Looking Ahead To Recovery

The survey found that, when looking ahead to recovery, hoteliers have learned lessons from the economic crash of 2008 and now understand that discounting has a limited impact on overall demand stimulus. As a result, Crowe predicts that hoteliers will protect room rates by avoiding over-discounting room rates in 2020, allowing the industry to create a better base for 2021.

In line with this point of view, Dublin hotels are projecting that recovery in 2021 will be modest with occupancy rates remaining 31% down on 2019 and room rates being down 24% on 2019 levels. In comparison, hoteliers outside of Dublin are more positive, predicting that average rooms rates will recover by 7% in 2021, but that they will remain 17% below 2019 levels and room rates will be down 6% on 2019 rates.

"Little Expectation For Hotels To Generate A Profit This Summer"

Crowe partner Aiden Murphy commented, "As hotels prepare to open next week, our survey tells us that 90% of hotels have needed to approach their bank for changes to their loan repayment terms or additional working capital. 53% are operating with just three months working capital reserves, highlighting the urgent need to resume trading. Due to the collapse of international demand and an increase in operating costs, there is little expectation for hotels to generate a profit this summer. As a result, there is a situation whereby 50% of hotels in Ireland could run out of money in the months ahead.

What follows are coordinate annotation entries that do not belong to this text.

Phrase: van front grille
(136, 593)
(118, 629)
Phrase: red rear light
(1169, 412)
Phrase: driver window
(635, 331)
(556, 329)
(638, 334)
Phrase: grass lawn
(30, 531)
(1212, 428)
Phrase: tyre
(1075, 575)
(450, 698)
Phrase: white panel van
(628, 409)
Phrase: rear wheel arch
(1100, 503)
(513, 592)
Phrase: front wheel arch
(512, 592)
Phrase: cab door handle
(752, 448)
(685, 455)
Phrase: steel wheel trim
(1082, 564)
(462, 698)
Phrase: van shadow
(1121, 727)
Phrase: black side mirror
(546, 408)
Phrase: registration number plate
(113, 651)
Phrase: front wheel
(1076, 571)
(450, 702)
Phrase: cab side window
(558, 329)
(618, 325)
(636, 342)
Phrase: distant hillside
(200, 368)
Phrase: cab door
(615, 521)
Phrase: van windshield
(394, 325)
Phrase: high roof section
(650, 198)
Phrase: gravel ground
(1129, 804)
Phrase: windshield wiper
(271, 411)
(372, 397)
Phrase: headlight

"To avoid this situation and maintain as many jobs as possible across the industry, hotels will require ongoing government supports in the form of extended temporary work scheme supports, reduced VAT rate, extension to rates waiver and other grants to sustain operations until demand levels allow for revenue and profit recovery. All hotels are implementing cost-cutting measures to include hiring freeze, reduction in staff numbers, pay cuts and deferring capital expenditure. These cost-cutting measures alone will not be enough. By October 2020, the hotel sector will be facing a cliff edge as they enter another low season with minimal levels of international demand forecasted, no large events and constrained domestic demand. Hoteliers are facing a race against time."